The financial planning process for people in their 70s is different from any other stage, yet remains an essential component for overall financial health.
By the time you reach your 70s, you may be retired or you may be working full- or part-time hours. Either way, financial planning remains central to supporting yourself over the next 10 to 20 years.
Let’s take a look at how financial plans may differ for retirees and those who remain in the workforce.
One major difference in a retiree’s financial plan is the absence of employment income. If you are retired, then you may be receiving part of your monthly income from social security. You may also receive payouts from investments, and distributions from 401(k) and IRA retirement accounts. Whatever your arrangement, you have likely determined (prior to now) what your living expenses might be and what it takes to maintain a comfortable lifestyle.
However, just because you may have planned your retirement ahead of time does not mean there is no room for improvement. In fact, we often recommend that as part of a financial plan for retirees in their 70s, to take a look at their net worth once a year. This can be done by subtracting liabilities (such as car payments and mortgages) from assets (income, investments, etc.). Compare your net worth from year to year, and you can get a basic sense of whether or not you are living below or above your means.
One of the biggest challenges for retirees is balancing how they spend their money in retirement. If you spend too much money early on, there may be less to work with in your 80s and 90s – a time when you may need more cash for medical care or emergencies. If you spend too little, you may be living less comfortably without reason.

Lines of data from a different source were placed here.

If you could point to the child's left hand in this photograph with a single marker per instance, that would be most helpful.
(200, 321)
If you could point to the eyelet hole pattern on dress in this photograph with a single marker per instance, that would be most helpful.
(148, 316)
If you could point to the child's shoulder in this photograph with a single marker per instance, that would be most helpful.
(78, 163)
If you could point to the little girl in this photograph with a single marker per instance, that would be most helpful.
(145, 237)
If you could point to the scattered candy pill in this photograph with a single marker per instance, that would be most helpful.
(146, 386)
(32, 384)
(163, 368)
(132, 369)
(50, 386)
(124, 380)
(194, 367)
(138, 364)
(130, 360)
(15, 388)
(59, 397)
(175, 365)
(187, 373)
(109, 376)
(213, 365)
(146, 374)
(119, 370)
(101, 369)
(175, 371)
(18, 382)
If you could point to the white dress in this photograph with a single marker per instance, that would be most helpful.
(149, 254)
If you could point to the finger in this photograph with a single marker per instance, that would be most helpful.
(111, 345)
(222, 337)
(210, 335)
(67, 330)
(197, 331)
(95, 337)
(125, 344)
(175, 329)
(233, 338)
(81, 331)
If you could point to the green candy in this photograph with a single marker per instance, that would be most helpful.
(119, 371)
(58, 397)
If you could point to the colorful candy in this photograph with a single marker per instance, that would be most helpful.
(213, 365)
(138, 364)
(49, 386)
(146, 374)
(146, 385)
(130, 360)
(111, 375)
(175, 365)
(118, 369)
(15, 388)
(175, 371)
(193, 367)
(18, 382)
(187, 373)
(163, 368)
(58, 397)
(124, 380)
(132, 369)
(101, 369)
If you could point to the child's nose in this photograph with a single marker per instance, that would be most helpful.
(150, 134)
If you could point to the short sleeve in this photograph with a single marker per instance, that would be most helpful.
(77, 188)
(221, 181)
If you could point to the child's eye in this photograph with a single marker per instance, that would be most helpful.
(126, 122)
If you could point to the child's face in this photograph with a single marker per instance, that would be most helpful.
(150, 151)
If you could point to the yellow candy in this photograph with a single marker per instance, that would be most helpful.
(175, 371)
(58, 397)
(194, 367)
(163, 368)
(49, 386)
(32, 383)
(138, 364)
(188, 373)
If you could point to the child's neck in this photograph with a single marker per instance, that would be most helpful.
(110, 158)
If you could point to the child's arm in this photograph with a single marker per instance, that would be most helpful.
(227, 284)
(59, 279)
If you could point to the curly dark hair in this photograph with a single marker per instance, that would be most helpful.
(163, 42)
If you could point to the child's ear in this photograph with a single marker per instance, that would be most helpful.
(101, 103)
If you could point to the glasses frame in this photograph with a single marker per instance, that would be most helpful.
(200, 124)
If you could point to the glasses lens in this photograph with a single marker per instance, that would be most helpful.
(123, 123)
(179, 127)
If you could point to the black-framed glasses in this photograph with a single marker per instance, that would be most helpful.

On the flip side, there may be more ways to save money in your 70s. Checking your Medicare Part D coverage every year is one way to ensure you are not paying too much for prescription drugs. Open enrollment begins October 15th every year and runs through December 7th.

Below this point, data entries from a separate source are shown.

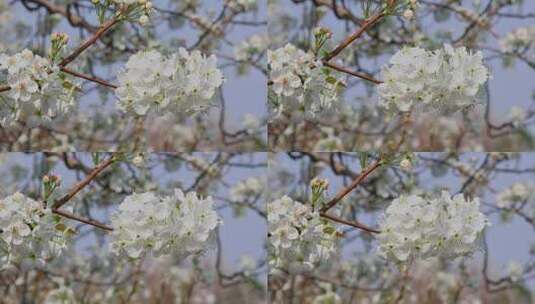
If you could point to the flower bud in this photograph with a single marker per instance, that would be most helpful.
(406, 165)
(408, 14)
(143, 20)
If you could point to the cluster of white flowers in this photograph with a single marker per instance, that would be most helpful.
(181, 83)
(519, 192)
(301, 83)
(418, 227)
(520, 41)
(300, 239)
(252, 46)
(39, 91)
(62, 295)
(251, 187)
(180, 224)
(444, 80)
(30, 233)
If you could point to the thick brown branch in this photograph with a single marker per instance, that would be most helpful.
(82, 184)
(369, 23)
(345, 191)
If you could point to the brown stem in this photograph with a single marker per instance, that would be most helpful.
(349, 223)
(82, 220)
(78, 187)
(102, 29)
(353, 73)
(365, 26)
(343, 192)
(87, 77)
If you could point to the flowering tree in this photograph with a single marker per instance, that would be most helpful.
(121, 228)
(402, 228)
(358, 75)
(109, 75)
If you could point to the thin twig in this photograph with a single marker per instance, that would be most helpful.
(343, 192)
(102, 29)
(349, 223)
(78, 187)
(82, 220)
(367, 24)
(353, 73)
(87, 77)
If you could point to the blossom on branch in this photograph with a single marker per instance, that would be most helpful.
(179, 224)
(182, 83)
(418, 227)
(300, 83)
(30, 233)
(39, 90)
(444, 80)
(300, 239)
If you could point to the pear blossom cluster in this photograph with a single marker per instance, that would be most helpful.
(181, 224)
(444, 80)
(61, 295)
(299, 238)
(182, 83)
(416, 227)
(252, 46)
(30, 234)
(249, 188)
(520, 41)
(39, 90)
(519, 192)
(299, 82)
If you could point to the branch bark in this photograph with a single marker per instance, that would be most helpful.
(345, 191)
(82, 184)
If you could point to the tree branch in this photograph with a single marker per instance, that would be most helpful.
(343, 192)
(82, 220)
(78, 187)
(349, 223)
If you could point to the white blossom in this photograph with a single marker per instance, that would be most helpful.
(30, 233)
(300, 239)
(39, 90)
(408, 14)
(182, 83)
(417, 227)
(62, 295)
(444, 80)
(301, 83)
(179, 224)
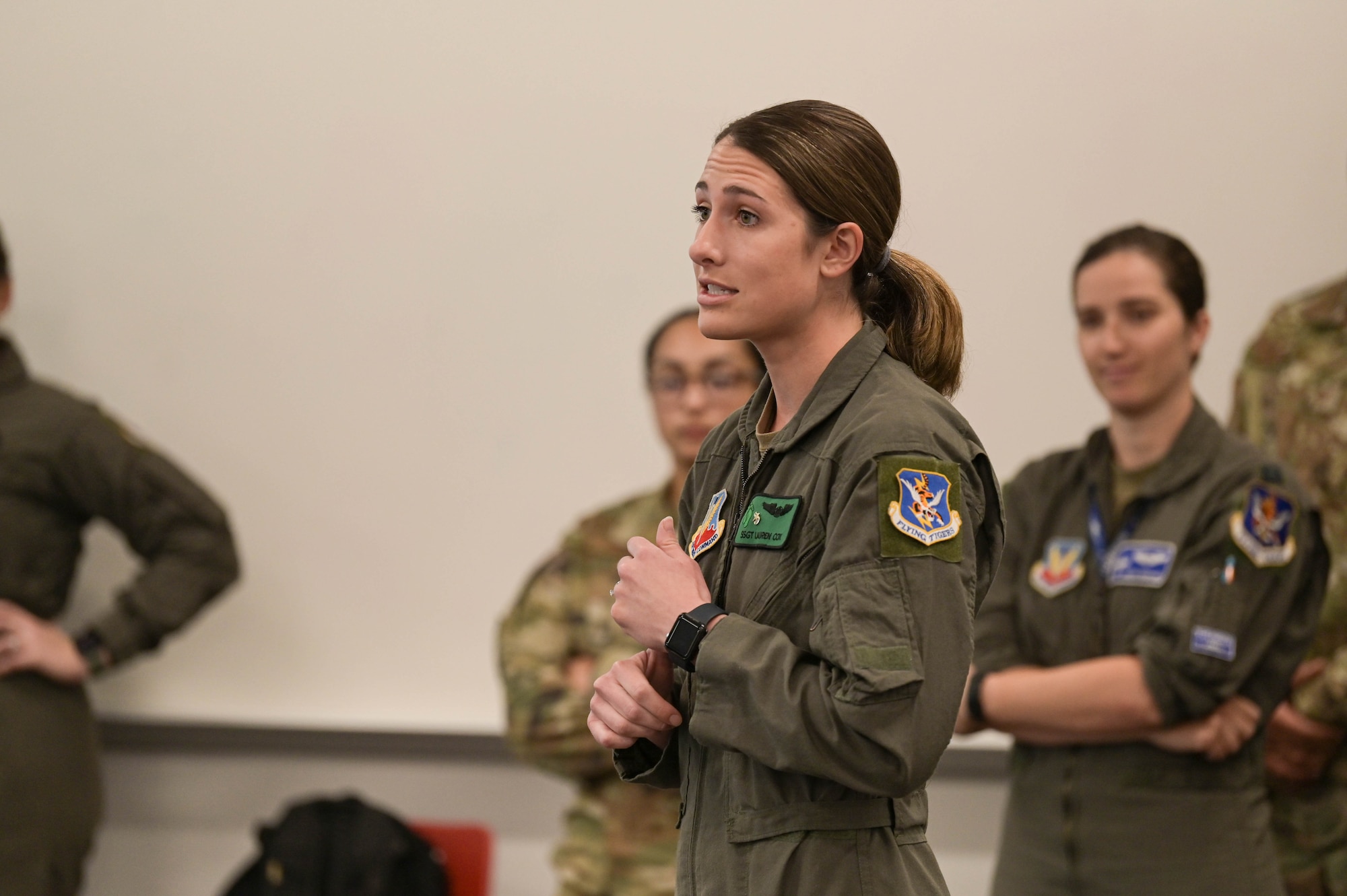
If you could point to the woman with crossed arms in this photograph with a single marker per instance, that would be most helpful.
(1160, 584)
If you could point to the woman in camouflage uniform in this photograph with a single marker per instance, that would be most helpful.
(619, 839)
(833, 543)
(1159, 588)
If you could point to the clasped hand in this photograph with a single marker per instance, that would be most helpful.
(658, 583)
(1217, 736)
(29, 644)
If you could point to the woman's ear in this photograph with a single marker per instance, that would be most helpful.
(844, 249)
(1198, 330)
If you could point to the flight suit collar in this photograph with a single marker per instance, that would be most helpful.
(1186, 460)
(839, 382)
(13, 373)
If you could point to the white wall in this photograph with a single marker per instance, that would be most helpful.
(379, 271)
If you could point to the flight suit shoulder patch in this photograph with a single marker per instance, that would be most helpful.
(919, 501)
(1263, 526)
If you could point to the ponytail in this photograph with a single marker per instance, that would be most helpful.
(921, 316)
(840, 168)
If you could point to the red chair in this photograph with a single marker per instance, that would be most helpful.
(468, 855)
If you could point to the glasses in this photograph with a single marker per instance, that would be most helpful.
(716, 382)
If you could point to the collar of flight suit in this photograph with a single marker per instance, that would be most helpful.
(13, 373)
(1185, 462)
(840, 380)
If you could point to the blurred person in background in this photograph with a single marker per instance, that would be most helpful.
(63, 464)
(619, 840)
(1291, 400)
(1159, 588)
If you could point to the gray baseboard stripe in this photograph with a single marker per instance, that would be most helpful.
(166, 738)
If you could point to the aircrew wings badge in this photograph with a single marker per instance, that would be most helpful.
(1062, 568)
(923, 512)
(712, 528)
(1263, 526)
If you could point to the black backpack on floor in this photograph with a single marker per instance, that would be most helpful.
(341, 848)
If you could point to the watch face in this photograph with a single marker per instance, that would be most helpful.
(682, 637)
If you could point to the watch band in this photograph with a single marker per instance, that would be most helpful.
(976, 697)
(94, 652)
(705, 614)
(685, 638)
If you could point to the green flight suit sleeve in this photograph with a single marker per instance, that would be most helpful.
(548, 720)
(1325, 697)
(177, 529)
(872, 699)
(997, 626)
(1270, 614)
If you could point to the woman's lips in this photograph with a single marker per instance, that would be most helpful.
(715, 294)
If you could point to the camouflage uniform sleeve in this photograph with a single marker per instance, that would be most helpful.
(172, 522)
(1325, 697)
(548, 718)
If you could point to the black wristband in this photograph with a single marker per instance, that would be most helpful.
(976, 697)
(685, 638)
(95, 652)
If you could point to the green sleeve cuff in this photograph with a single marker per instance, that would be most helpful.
(645, 763)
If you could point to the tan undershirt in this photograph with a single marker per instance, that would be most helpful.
(768, 415)
(1127, 485)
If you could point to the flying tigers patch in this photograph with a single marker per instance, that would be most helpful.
(1263, 528)
(919, 508)
(767, 522)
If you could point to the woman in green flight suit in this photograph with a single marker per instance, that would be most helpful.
(834, 540)
(1159, 588)
(63, 463)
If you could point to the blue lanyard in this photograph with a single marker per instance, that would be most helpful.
(1100, 533)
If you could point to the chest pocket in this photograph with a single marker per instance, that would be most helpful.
(785, 598)
(1205, 618)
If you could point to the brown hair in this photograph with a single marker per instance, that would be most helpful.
(1177, 261)
(840, 170)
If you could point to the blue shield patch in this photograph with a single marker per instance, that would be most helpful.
(1213, 642)
(1140, 564)
(1062, 568)
(1263, 528)
(923, 509)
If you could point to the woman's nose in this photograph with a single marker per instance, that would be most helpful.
(705, 249)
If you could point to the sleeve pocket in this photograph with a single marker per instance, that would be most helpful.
(865, 633)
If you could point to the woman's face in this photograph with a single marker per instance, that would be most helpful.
(697, 382)
(759, 268)
(1134, 337)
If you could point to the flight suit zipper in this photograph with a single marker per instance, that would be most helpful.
(746, 477)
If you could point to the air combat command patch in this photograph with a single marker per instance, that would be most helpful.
(1263, 528)
(712, 528)
(767, 522)
(919, 499)
(1062, 568)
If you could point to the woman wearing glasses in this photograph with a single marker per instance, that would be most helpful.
(620, 839)
(834, 536)
(1159, 588)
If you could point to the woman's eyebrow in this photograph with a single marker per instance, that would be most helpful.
(732, 188)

Finally, the financial planning process in your 70s may include an estate plan. You may have begun this process already, but now you may want to look at how you can manage the assets found in your taxable estate. If you plan to leave an inheritance for your children or spouse, then now is an opportunity to help them plan for estate taxes upon distribution.
If you are in your 70s and still working (many are, by the way), then you have the advantage of generating additional income for retirement. Individuals who delayed financial planning until later in life can benefit from working later, too.
For example, it is possible you do not have to take the required minimum distributions from retirement accounts if you are still working, so that money can continue to be invested until you retire.
The benefits for employees are twofold: generate additional income and maintain investment in retirement accounts.
Of course, individuals who continue to work at this stage in life may need to be careful not to overspend, and to keep their sights set on saving and planning for retirement. After all, it is likely not too far off at this point. Performing a net worth assessment (described above for retirees) is also a good idea for employees.
While you are working part- or full-time hours, you may want to take a closer look at what your daily expenses are right now. Consider which items may not be relevant in retirement, such as gas to get to work, vehicle maintenance, eating out for lunch, business clothes, and so forth. This will help you get an idea of how much money you need every month, so that you can start putting away enough of your current paychecks. If you are working, then you may not need to apply for social security until later, which means you can claim more each month.
Like retirees, you may also want to look at your estate plan to determine how to reduce the tax burden for those who will receive an inheritance upon your passing.
Whether you are in the workforce or not, maintaining a solid financial plan in your 70s is essential to covering all of your expenses – expected or not – as you grow older. You may want to speak with a financial planner who can show you how all of the financial pieces fit together to influence spending and saving throughout the rest of your lifetime.